So, so, so: it's September. Sad times for us summer lovers as the long sunny days fade away, but great news for literature lovers as we come up to the busiest time of the publishing year. There are so many books from big name authors coming out this month, it's hard to know where to start with this post. I'm betting lots of folks are already aware of The Illegal by Lawrence Hill (September 8), Purity by Jonathan Franzen (September 1) and Heart Goes Last by Margaret Atwood (September 29), or if not, you certainly will be once those books hit the major media circuits. Those are new releases by the biggest name authors, but there are lots more great books being released this month too. Here are a few to keep an eye out for.
Story of the Lost Child by Elena Ferrante (September 1): At the top of my September to-be-read list is the fourth book in Italian author Ferrante's Neapolitan Novels. This series of books has steadily been gaining readership over the last years. The story follows the lifelong friendship of Elena and Lila, who meet as children in a poor suburb of Naples Italy. The first book in the series--My Brilliant Friend--was a staff pick here at the Reader back in June. Take a peek at that post to get a bit more flavour of this series that's bound to become a classic.
Light Years: Memoir of a Modern Lighthouse Keeper by Caroline Woodward (September 5): Lighthouses are often thought of as part of our heritage, but this book takes a look at the modern experience of lighthouse keeping. "In 2007, Caroline Woodward was itching for a change. With an established career in book-selling and promotion, four books of her own and having raised a son with her husband, Jeff, she yearned for adventure and to re-ignite her passion for writing. Jeff was tired of piecing together low-paying part-time jobs and, with Caroline's encouragement, applied for a position as a relief lightkeeper on a remote North Pacific island. They endured lonely months of living apart, but the way of life rejuvenated Jeff and inspired Caroline to contemplate serious shifts in order to accompany him. When a permanent position for a lighthouse keeper became available, Caroline quit her job and joined Jeff on the lights."
Undermajordomo Minor by Patrick Dewitt (September 5): Patrick Dewitt made headlines in 2011, when his post-modern Western novel The Sisters Brothers was nominated for just about every book award you can think of. That certainly makes his latest book hotly anticipated in certain circles, but I'm not sure Dewitt has made it into the category of a household name just yet: maybe this will be the book to push him there. "A love story, an adventure story, a fable without a moral, and an ink-black comedy of manners, international bestselling author Patrick deWitt’s new novel is about a young man named Lucien (Lucy) Minor, who accepts employment at the foreboding Castle Von Aux.
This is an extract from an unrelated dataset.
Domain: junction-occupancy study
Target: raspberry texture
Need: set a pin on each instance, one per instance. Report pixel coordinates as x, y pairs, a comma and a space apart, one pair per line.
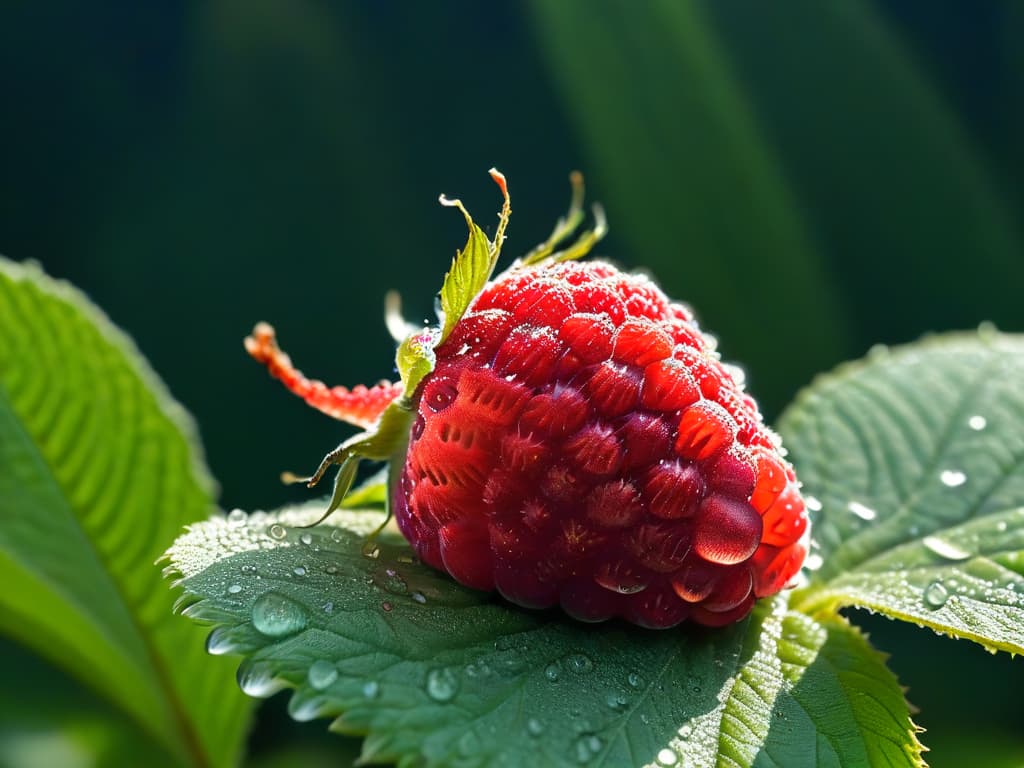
572, 439
580, 443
While tending to his new post as undermajordomo, he soon discovers the place harbours many dark secrets, not least of which is the whereabouts of the castle’s master, Baron Von Aux."
Entry Island by Peter May (September 15) Canadian fans of the Scottish author Peter May, are sure to be excited about a standalone thriller from him, set close to home. From the library catalogue: "Travelling as part of an eight-officer investigation team, Detective Sime Mackenzie's destination lies in the Gulf of St. Lawrence. Only two kilometers wide and three long, Entry Island is home to a population of around 130 inhabitants - the wealthiest of which has just been discovered murdered in his home. The evidence points to a crime of passion. But for Sime the investigation is turned on its head when he comes face to face with the prime suspect, and is convinced that he knows her - even though they have never met."
Meadowlark by Wendi Stewart (September 15) A debut Canadian novel that is getting a little bit of pre-press buzz as a sensitive portrayal of childhood and grief. "When her family's car goes through the ice on Rainy Lake one cold March day in 1962, six-year-old Rebecca Archer is the only person her father is able to pull from the sinking vehicle. But as Rebecca grows up in a farmhouse haunted by the absence of her mother and baby brother, raised by a man left nearly paralyzed with grief, she wonders if her father really did save her after all.Eventually, though, Rebecca finds solace in the company of her friends: Chuck, the sensitive son of a violently abusive father; and Lissie, an Aboriginal girl being raised alone by a perfectionist white mother. As these three young people protect and support one another, Rebecca discovers that by saving Chuck and Lissie, she may also save herself."
Fates and Furies by Lauren Groff (September 15): I started this post with one book by an author I'ma big fan of, and I'll finish it with another. I've previous written about Groff at the Reader with a review of her 2008 novel The Monster's of Templeton. Her fourth book brings the story of a marriage: "Every story has two sides. Every relationship has two perspectives. And sometimes, it turns out, the key to a great marriage is not its truths but its secrets... At age twenty-two, Lotto and Mathilde are tall, glamorous, madly in love, and destined for greatness. A decade later, their marriage is still the envy of their friends, but with an electric thrill we understand that things are even more complicated and remarkable than they have seemed."